I have a NLP task which basically is supervised text classification. I tagged a corpus with it's POS-tags, then i use the diferent vectorizers that scikit-learn provide in order to feed some classification algorithm that scikit-learn provide as well. I also have the labels (categories) of the corpus which previously i obtained in an unsupervised way.

First I POS-tagged the corpus, then I obtained some differents bigrams, they have the following structure:

bigram = [[('word','word'),...,('word','word')]]

Apparently it seems that i have everything to classify (i all ready classify with some little examples but not with all the corpus).

I would like to use the bigrams as features in order to present them to a classification algorithm(Multinomial naive bayes, SVM, etc).

What could be a standard (pythonic) way to arrange all the text data to classify and show the results of the classified corpus?. I was thinking about using arff files and use numpy arrays, but I guess it could complicate the task unnecessarily. By the other hand i was thinking about spliting the data into train and test folders but i dont visualize how to set up the labels in the train folder.

3

3 Answers

1
votes

The easiest option is load_files, which expects a directory layout

data/
    positive/     # class label
        1.txt     # arbitrary filename
        2.txt
        ...
    negative/
        1.txt
        2.txt
        ...
    ...

(This isn't really a standard, it's just convenient and customary. Some ML datasets on the web are offered in this format.)

The output of load_files is a dict with the data in them.

2
votes

Your question is very vague. There are books and courses on the subject you can access. Have a look at this blog for a start 1 and these course 2 and 3.

1
votes

1) larsmans has already mentioned a convenient way to arrange and store your data. 2) When using scikit, numpy arrays always make life easier as they have many features for changing the arrangement of your data easily. 3) Training data and testing data are labeled in the same way.
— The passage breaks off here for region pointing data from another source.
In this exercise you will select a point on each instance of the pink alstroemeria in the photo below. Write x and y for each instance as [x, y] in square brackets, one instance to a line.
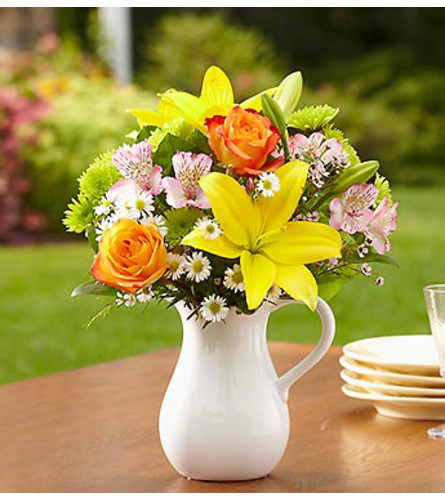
[136, 163]
[184, 188]
[352, 214]
[382, 224]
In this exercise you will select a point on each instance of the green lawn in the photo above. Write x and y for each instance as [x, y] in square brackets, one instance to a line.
[42, 329]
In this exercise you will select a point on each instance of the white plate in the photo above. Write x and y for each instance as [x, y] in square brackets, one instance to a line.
[401, 407]
[411, 354]
[383, 376]
[390, 390]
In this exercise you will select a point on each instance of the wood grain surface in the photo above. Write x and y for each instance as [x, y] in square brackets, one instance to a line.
[95, 430]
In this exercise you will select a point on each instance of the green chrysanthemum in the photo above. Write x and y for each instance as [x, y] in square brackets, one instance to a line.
[93, 184]
[180, 222]
[312, 118]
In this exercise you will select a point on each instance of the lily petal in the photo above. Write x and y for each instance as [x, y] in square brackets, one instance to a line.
[304, 243]
[217, 91]
[188, 106]
[219, 246]
[237, 214]
[299, 283]
[278, 209]
[259, 275]
[254, 102]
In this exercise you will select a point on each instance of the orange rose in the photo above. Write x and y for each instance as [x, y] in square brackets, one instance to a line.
[243, 140]
[130, 256]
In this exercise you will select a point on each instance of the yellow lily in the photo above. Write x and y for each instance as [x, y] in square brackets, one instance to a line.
[165, 114]
[272, 250]
[216, 99]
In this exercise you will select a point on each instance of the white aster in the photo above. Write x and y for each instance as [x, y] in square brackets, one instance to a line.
[136, 205]
[198, 267]
[214, 308]
[104, 225]
[269, 184]
[233, 278]
[175, 266]
[157, 221]
[210, 229]
[145, 294]
[125, 299]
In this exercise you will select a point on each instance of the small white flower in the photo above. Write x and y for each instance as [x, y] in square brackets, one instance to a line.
[145, 294]
[332, 264]
[362, 250]
[312, 216]
[176, 266]
[214, 308]
[198, 267]
[366, 270]
[210, 229]
[105, 207]
[274, 292]
[125, 299]
[268, 184]
[157, 221]
[233, 278]
[380, 281]
[136, 205]
[104, 225]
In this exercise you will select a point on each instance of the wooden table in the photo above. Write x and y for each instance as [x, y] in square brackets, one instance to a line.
[95, 430]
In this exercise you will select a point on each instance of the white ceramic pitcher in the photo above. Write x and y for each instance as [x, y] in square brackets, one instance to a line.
[224, 416]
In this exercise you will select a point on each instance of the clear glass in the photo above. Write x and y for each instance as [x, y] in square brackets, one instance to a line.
[435, 303]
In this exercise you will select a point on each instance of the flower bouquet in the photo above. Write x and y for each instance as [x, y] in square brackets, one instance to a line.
[223, 205]
[225, 210]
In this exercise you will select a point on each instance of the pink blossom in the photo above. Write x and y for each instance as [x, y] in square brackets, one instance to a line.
[352, 214]
[383, 223]
[184, 188]
[136, 163]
So you would usually have something like:

bigramFeatureVector = [(featureVector0, label), (featureVector1, label),..., (featureVectorN, label)]

The proportion of training data to testing data highly depends on the size of your data. You should indeed learn about n-fold cross validation. Because it will resolve all your doubts, and most probably you have to use it for more accurate evaluations. Just to briefly explain it, for doing a 10-fold cross validation lets say you will have an array in which all your data along with labels are held (something like my above example). Then in a loop running for 10 times, you would leave one tenth of the data for testing and the rest for training. If you learn this then you would have no confusions about how training or testing data should look like. They both should look exactly the same. 4) How to visualize your classification results, depends on what evaluation meausures you would like to use. Its unclear in your question, but let me know if you have further questions.